The father of one of my neighborhood pals purchased his son a complete set one year. I remember looking at his 660-card collection with great envy, wondering what it would be like to have every card and being frustrated by his unwillingness to trade me for the missing cards I so direly needed. His obstinance created a temporary rift in our friendship. I subscribed to Baseball Digest, and they advertised full sets for $14.95 plus shipping and handling. I was tempted to splurge for the purchase, but recognized that would remove all the fun and mystery found inside of each individual pack of cards.
And who could ever forget the chalky, brittle slab of gum that came with each pack, trying to cram as many sticks as possible into my mouth while opening my latest purchases knowing it would lose its taste in a matter of minutes?
Those cards were small squares of knowledge long before their was Wikipedia. I discovered that I shared a birthday with the Mets’ Rusty Staub, and that the Pirates’ Richie Hebner worked as a grave digger during the off-season. It was easy to get lost in the bonanza of information squeezed onto the back of each card.
Once I entered high school this annual rite of spring subsided and I stored my cards away on the top shelf of my closet. Bill Higgins store eventually closed as East Brainerd Road was widened and that chapter of my life closed with it. I miss the thrill of walking down there daily to get an Icee and to find out if a new shipment of cards had arrived.
I had a brief foray back into the collecting world in my late twenties when the new sets joined Topps in the marketplace.

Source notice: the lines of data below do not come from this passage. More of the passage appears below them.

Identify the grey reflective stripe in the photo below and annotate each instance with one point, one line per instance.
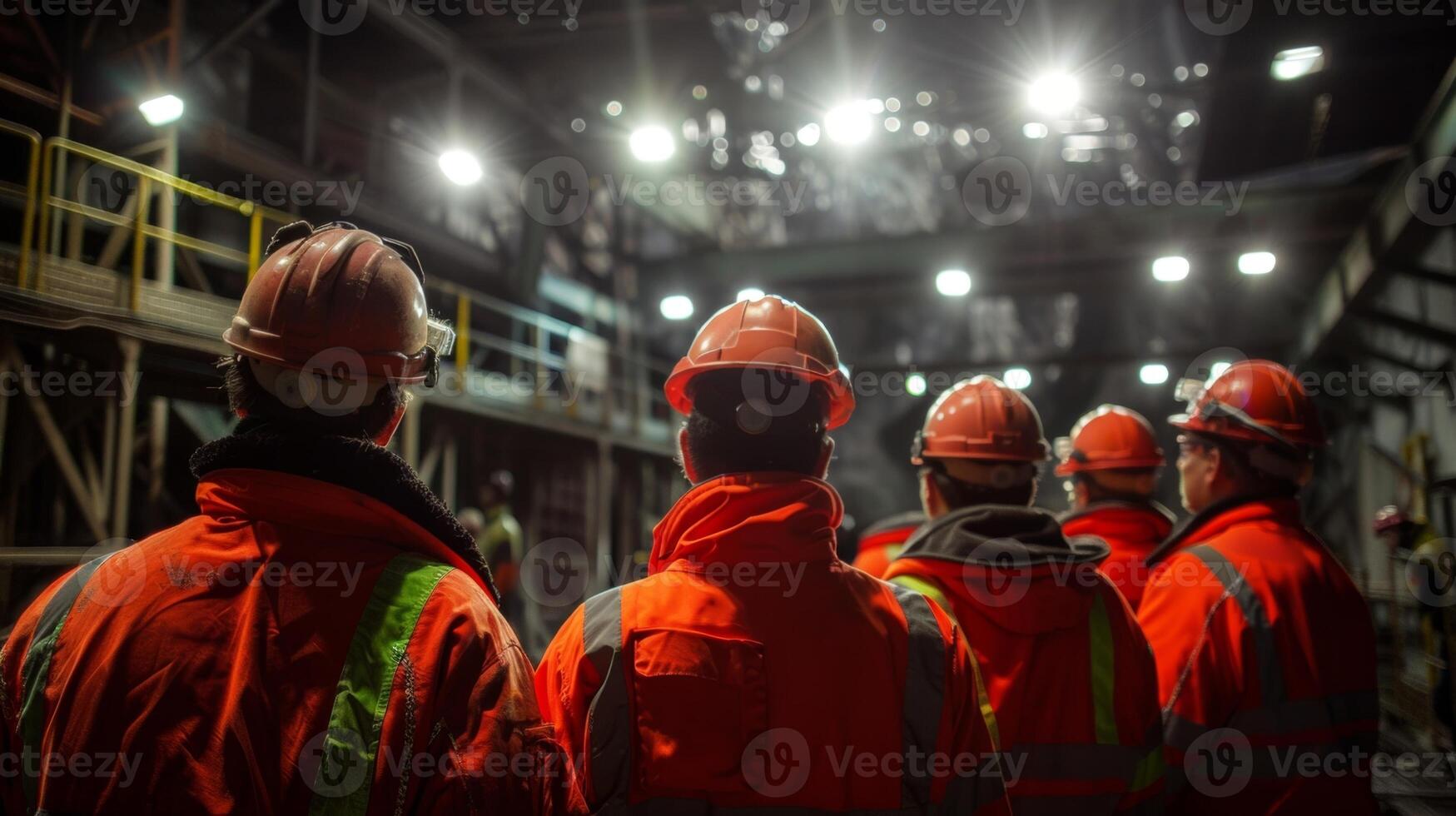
(35, 669)
(925, 688)
(609, 723)
(1271, 675)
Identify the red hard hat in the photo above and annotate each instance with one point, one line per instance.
(1108, 439)
(1253, 401)
(981, 419)
(772, 334)
(338, 287)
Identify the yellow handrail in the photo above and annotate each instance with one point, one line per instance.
(142, 231)
(31, 181)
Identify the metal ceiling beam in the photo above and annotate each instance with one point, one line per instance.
(1391, 231)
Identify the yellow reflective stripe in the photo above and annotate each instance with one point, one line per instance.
(1104, 678)
(983, 699)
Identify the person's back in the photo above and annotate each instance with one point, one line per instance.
(1265, 650)
(322, 637)
(752, 668)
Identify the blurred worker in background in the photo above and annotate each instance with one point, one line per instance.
(321, 624)
(1113, 462)
(1067, 672)
(752, 668)
(884, 540)
(1265, 646)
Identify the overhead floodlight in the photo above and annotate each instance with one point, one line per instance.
(1055, 93)
(952, 283)
(1257, 262)
(1294, 63)
(1154, 373)
(651, 143)
(460, 167)
(1171, 268)
(676, 306)
(849, 122)
(162, 110)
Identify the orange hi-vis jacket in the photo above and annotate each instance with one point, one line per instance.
(1131, 530)
(1265, 660)
(737, 674)
(297, 647)
(1067, 672)
(884, 540)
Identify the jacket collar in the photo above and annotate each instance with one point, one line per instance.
(1224, 515)
(750, 518)
(264, 471)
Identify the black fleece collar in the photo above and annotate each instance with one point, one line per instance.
(354, 464)
(1002, 535)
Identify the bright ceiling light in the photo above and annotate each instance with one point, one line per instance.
(1055, 93)
(651, 143)
(1257, 262)
(1154, 373)
(808, 134)
(1294, 63)
(460, 167)
(849, 122)
(1171, 268)
(162, 110)
(676, 306)
(952, 283)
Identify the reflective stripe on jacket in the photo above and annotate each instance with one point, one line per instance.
(1067, 674)
(1265, 662)
(297, 647)
(737, 674)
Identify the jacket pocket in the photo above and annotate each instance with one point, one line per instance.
(699, 701)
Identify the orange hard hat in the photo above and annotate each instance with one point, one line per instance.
(766, 334)
(981, 419)
(340, 293)
(1108, 439)
(1253, 401)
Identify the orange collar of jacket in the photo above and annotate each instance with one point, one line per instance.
(750, 518)
(1224, 515)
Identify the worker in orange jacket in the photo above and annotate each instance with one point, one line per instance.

This time I was doing it more as an investor as the values of rookie cards for Ken Griffey Jr. and Todd Ziele escalated. I went to Sam’s Club bought an entire case of wax packs as a speculator, hoping the prices would continue to rise. But when the glut of cards exceeded the demand, the market bottomed and those packs remain unopened to this day.

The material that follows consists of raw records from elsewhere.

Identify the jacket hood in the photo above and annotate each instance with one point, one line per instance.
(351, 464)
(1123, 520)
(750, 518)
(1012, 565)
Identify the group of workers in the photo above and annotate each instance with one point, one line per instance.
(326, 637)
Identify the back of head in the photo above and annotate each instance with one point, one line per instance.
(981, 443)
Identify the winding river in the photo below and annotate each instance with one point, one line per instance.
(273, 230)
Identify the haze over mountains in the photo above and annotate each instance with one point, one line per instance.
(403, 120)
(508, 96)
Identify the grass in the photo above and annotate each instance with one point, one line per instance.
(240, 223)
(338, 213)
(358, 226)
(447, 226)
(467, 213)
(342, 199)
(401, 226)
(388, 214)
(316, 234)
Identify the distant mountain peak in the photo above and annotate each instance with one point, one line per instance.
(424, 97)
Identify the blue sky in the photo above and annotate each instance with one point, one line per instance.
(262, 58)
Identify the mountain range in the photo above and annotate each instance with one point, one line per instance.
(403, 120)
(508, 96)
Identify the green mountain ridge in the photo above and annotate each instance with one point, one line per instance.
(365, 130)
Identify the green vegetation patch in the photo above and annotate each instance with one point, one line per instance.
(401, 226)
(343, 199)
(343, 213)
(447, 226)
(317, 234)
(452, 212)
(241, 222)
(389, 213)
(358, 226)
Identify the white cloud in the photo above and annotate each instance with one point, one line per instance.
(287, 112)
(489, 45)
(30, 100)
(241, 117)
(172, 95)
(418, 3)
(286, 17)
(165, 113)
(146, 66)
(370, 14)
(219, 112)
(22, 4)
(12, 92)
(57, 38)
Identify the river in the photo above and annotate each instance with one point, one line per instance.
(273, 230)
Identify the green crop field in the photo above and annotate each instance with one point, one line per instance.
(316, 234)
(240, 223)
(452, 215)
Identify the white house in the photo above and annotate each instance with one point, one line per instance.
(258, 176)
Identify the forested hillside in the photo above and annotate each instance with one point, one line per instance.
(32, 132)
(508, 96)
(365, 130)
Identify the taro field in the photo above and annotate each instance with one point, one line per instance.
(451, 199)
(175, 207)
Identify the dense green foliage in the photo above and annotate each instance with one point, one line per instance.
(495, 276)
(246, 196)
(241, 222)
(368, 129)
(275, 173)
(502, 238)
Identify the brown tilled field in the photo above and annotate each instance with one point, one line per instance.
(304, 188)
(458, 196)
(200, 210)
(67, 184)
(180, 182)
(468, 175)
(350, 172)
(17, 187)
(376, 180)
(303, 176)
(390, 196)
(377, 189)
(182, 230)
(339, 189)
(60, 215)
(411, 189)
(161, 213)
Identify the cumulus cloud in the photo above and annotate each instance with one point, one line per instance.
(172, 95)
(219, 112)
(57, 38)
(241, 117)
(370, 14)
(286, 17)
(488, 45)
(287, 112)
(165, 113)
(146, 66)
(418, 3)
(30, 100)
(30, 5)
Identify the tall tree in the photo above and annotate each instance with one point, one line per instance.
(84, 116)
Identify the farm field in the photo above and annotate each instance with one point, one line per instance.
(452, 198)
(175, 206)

My plans were to pass my collection down to my sons some day, gifting them my treasures that would become generational relics. But times had changed. They had little interest in digging through the boxes to understand the significance of finding Roberto Clemente’s last card before his tragic plane crash.
So in my garage sits a large chunk of my childhood, the boxes securely taped from our last move years ago. As this baseball season unfolds, hopeful of a full 162-game marathon instead of last year’s 60-game sprint, maybe it’s time to rip them open and take a peek inside. I’ll possibly unwrap some of those packs from 30 years ago just for the experience, to relive the expectation of discovering a rare find inside and seeing if three decades of storage has any bearing on the flavor of the gum.
More importantly it will take me back to a time when life seemed worry-free and all I cared about was my daily trek to Bill Higgins store. I could use some of that comfort in this post-pandemic world. For those who share my sentiments, meet me at the monkey bars during recess and we’ll trade some cards.